Optical detection of cyclotron resonance for characterization of recombination processes in semiconductors

Novel applications of the technique of optically detected cyclotron resonance (ODCR) are discussed. This method is an extension of the conventional cyclotron resonance investigations and shows important advantages when applied to characterization of semiconductor materials. These advantages are due to a higher sensitivity and a longer momentum relaxation time caused by photoneutralization of ionized impurities. This in turn enables experiments at lower magnetic fields and lower microwave radiation frequency. Photoexcitation used in ODCR often results in a simultaneous observation of electron and hole cyclotron resonances in the same sample, which is a rare case in a conventional CR study.

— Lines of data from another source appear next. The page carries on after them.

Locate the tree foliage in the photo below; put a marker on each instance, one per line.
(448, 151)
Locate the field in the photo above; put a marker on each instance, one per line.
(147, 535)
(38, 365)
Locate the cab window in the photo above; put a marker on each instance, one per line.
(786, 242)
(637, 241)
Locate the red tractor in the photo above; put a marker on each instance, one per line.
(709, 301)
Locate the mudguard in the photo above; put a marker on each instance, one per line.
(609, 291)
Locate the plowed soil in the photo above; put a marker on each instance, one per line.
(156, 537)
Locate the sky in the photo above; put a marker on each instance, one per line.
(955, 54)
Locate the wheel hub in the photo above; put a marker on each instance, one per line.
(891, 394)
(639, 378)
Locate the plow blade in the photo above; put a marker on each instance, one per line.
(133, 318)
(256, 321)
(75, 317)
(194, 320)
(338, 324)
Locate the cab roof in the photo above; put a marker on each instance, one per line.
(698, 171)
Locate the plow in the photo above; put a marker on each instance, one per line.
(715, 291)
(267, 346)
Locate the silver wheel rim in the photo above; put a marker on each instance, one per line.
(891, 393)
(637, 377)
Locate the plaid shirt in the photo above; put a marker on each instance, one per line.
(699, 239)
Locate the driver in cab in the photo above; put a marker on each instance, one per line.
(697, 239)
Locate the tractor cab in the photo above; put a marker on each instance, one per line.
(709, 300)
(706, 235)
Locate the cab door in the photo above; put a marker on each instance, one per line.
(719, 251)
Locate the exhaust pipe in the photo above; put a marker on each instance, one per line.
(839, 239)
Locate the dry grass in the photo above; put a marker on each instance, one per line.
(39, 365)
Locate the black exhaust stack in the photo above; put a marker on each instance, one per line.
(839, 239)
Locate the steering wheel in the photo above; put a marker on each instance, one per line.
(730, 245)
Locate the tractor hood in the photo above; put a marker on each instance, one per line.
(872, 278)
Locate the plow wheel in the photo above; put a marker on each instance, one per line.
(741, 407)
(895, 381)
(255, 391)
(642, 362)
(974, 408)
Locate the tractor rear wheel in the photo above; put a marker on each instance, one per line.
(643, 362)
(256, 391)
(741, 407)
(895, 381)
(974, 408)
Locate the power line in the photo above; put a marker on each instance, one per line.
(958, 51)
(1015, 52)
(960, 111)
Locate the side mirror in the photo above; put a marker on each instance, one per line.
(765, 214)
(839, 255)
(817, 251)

High magnetic field far infrared ODCR experiments utilize all these advantages of the method. For the most common X-band (10 GHz) microwave setups, the ODCR resolution often is too low to allow accurate CR determination of the band structure parameters of the material studied. In that case, ODCR may be used for high-resolution photoluminescence experiments and for identification of carrier capture and recombination paths at impurities, as was proposed recently. These new and important applications of the ODCR technique are described here, and documented by recent experimental results. The mechanism of ODCR detection for pure and doped semiconductors is discussed, and a prominent role of the impact ionization mechanism is demonstrated. This is followed by a discussion of recent applications of ODCR for identification of recombination mechanisms. Then high spectral resolution ODCR experiments are described, with the example of overlapping free-to-bound and donor-acceptor pair transitions. Some special applications of ODCR are demonstrated. ODCR also can be applied to analyze quantum confinement of carriers in two-dimensional (2D) structures such as heterojunctions and quantum wells. It is shown that useful information can be obtained on the electronic properties of the 2D electron (or hole) gas and the interlayer carrier transfer enhanced by carrier heating at CR absorption in such structures.